Saturday, November 28, 2009



The Gate (1987)
CANADA/USA --- horror

Dir: Tibor Takács

Well, this one isn't so ethnic in any direction. It's more American than anything. But I believe it was filmed in Canada. When it comes to kids in horror films, a lot of filmmakers shy away. Especially when we're talking about them being the protagonists. Well, they can easily be victims, and nine times out of ten they will be sexually active teenagers. But kids? As in the prepubscent kind or preteens who read comic books and boys have not yet found interest in girls kinda kids; no not really. Some classics that put kids in harms way have been made in the eighties, in the all-or-nothing pre-Columbine, pre-warning label days like The Lost Boys or tamer fare like The Monster Squad, but they're rare to find nowadays. Unless they're horror-lite like a R.L. Stine kinda film. This rears our attention to a rare little gem I used to watch alot on WPIX channel 11 in NYC as a kid . . . namely "The Gate".

A young Stephen Dorff (BLADE) stars as Glen, a boy who discovers a hole in his backyard made from a meteor. The hole happens to be a portal into a demoniac underworld. Glen's parents of course go away for the weekend when Glen and his friend Terry play some heavy metal backwards. This of course in accordance to Al Gore's wife, truly unearths the demons from the gate. What happens next is a kinda kid-friendly "Evil Dead". Glen and Terry must close the portal as they and Glen's older sister are attacked by droves of tiny demons. The special effects are decent enough to hold your attention and give some thrills throughout. It helps that the film doesn't talk down to the kids and just lets it play out as a nightmarish situation that must be stopped. Find this on DVD and give it a watch, you won't be disappointed.
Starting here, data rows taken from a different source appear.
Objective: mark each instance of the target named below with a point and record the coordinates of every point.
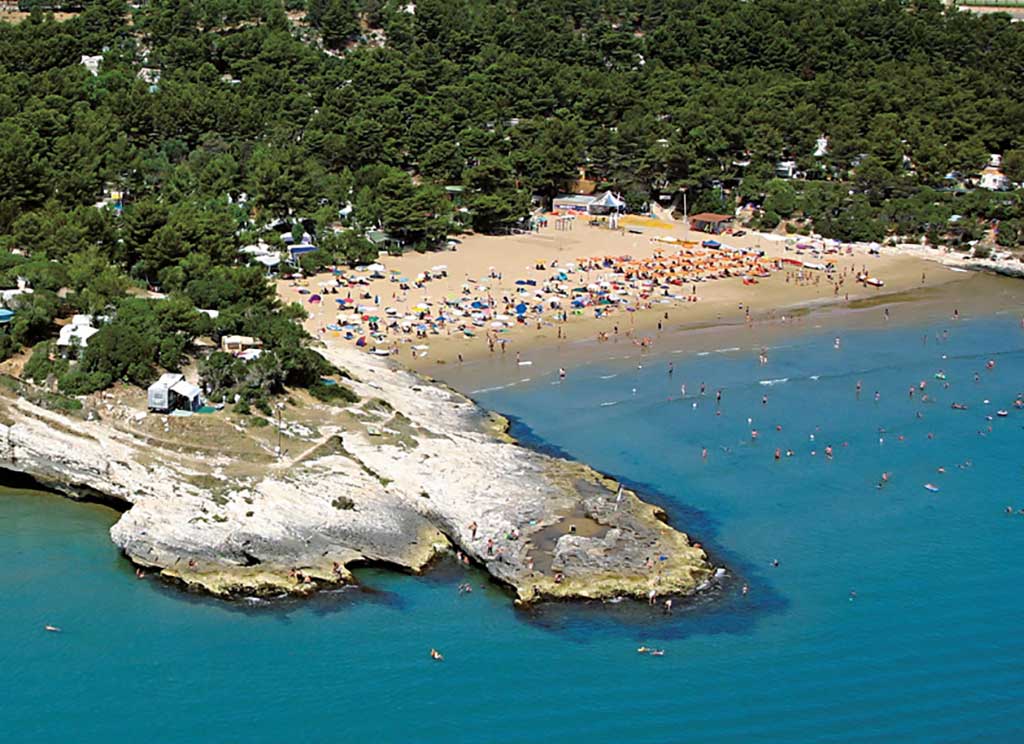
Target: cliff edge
(413, 470)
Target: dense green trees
(217, 118)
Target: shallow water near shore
(928, 649)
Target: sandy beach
(472, 269)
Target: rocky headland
(410, 471)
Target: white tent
(607, 202)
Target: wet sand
(976, 295)
(775, 305)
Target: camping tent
(605, 204)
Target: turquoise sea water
(929, 650)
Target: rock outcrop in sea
(411, 471)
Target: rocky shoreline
(412, 471)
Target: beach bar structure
(710, 222)
(579, 203)
(173, 392)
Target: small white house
(77, 333)
(785, 169)
(993, 179)
(91, 62)
(173, 392)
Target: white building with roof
(173, 392)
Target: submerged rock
(416, 471)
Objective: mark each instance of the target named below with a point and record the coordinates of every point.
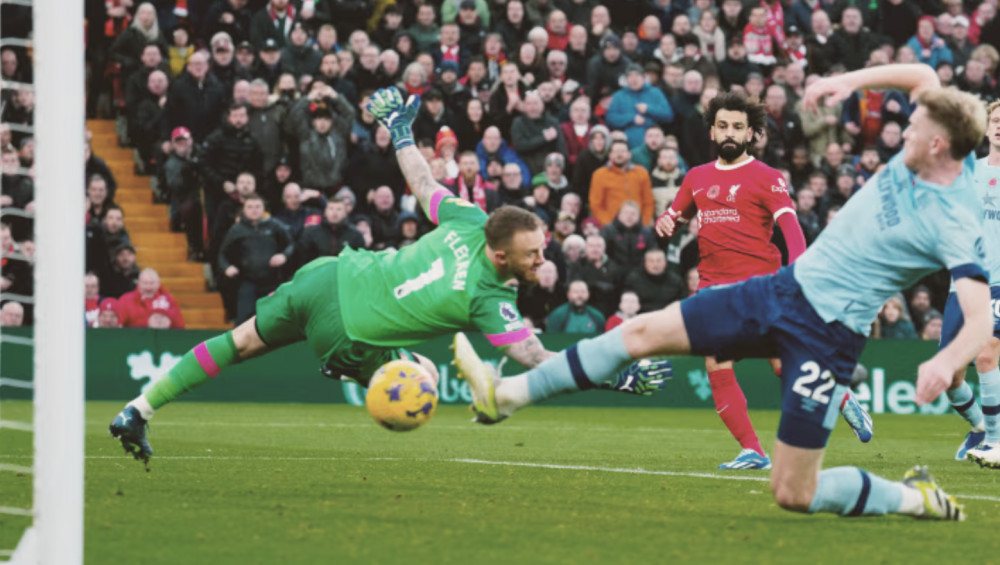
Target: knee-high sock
(850, 491)
(964, 402)
(731, 405)
(579, 367)
(203, 362)
(989, 394)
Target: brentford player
(738, 200)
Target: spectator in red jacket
(137, 306)
(108, 316)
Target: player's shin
(989, 392)
(850, 491)
(579, 367)
(964, 402)
(198, 365)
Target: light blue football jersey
(988, 189)
(893, 232)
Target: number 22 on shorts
(803, 385)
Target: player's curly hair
(506, 221)
(738, 102)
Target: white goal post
(56, 535)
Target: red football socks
(731, 405)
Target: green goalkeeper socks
(203, 362)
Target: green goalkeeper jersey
(441, 284)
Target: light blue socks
(850, 491)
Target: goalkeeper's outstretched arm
(397, 116)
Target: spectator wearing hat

Saturday, November 14, 2009

Akira (1988)
JAPAN --- science fiction

Dir: Katsuhiro Ôtomo

After the so-called "Golden Age" of anime struck the U.S. in the 1960's through such television series as "Speed Racer", "Astro Boy", or "Kimba: The White Lion", the imports kinda slowed. Americans still received t.v. series, but we seldom got Japanese animated films. If we did get them, they were re-edited, renamed, and dubbed over to horrendous porportions such as Hayo Miyazaki's "Nausicaa".

When films like Akira (which I might add was much tamer than most stuff) came along in the late 1980's, they completely changed the landscape. Blockbuster Video actually made a section for their flood of Anime films and series being released on VHS. We were getting all the violence and sexually oriented fare that we just didn't get in the resurgent days of Disney-ized America. Film critics also took notice, and Akira was one of the hallmarks.
Based on his award-winning manga series of the same name, director Katsuhiro Otomo adapts his post-apocalyptic tale of a delinquent teen biker gang caught up in a government conspiracy of tampering with psychic research. The film takes place in the year 2019, thirty-one years after a nuclear explosion that causes World War 3. The motorcycle gang known as The Capsules, are in a gang war with a rival biker gang called The Clowns. During a high-speed brawl through the streets and on the highway, best friends Kaneda and Tetsuo get separated. Tetsuo, nearly runs down an elderly looking little boy, and crashes his bike. Surviving the accident, Tetsuo and the boy are spirited away by soldiers in a helicopter. The rest of the Capsules are arrested and taken in for questioning by local authorities.

Meanwhile, in a covert government facility, Tetsuo is found to be very special by a Colonel Shikishima and Dr. Onishi. He happens to possess extra-ordinary mental faculties, above and beyond ESP. They also happen to equate his power to another boy named Akira, who apparently had nearly omnipotent mind powers.
At the police station, Kaneda falls for a girl named Kei who is involved with the terrorist group. The two eventually strike up a friendship that leads to him uncovering what happened with his friend Tetsuo. Testsuo escapes from the government facility to see his girlfriend Kaori and steals Kaneda's bike as they plan to leave the city, but are ambushed by the Clowns, until Kaneda and the gang show up to rescue them. Tetsuo is captured once again by the government, and eventually begins to display and discover his new found powers, to which point he goes power mad. It leaves Kaneda in a situation where only he can attempt to rescue him.

Akira is a complex character study with visually arresting scenes. As an Anime film, it is one of the first more adult ones I've seen which left me with a feeling of something great just happened and I was too young to get it. Anime films have since followed in the tradition to keep up with the mature adult subject matter, even surpassing it in some instances. It, however, remains a visual masterpiece in animation.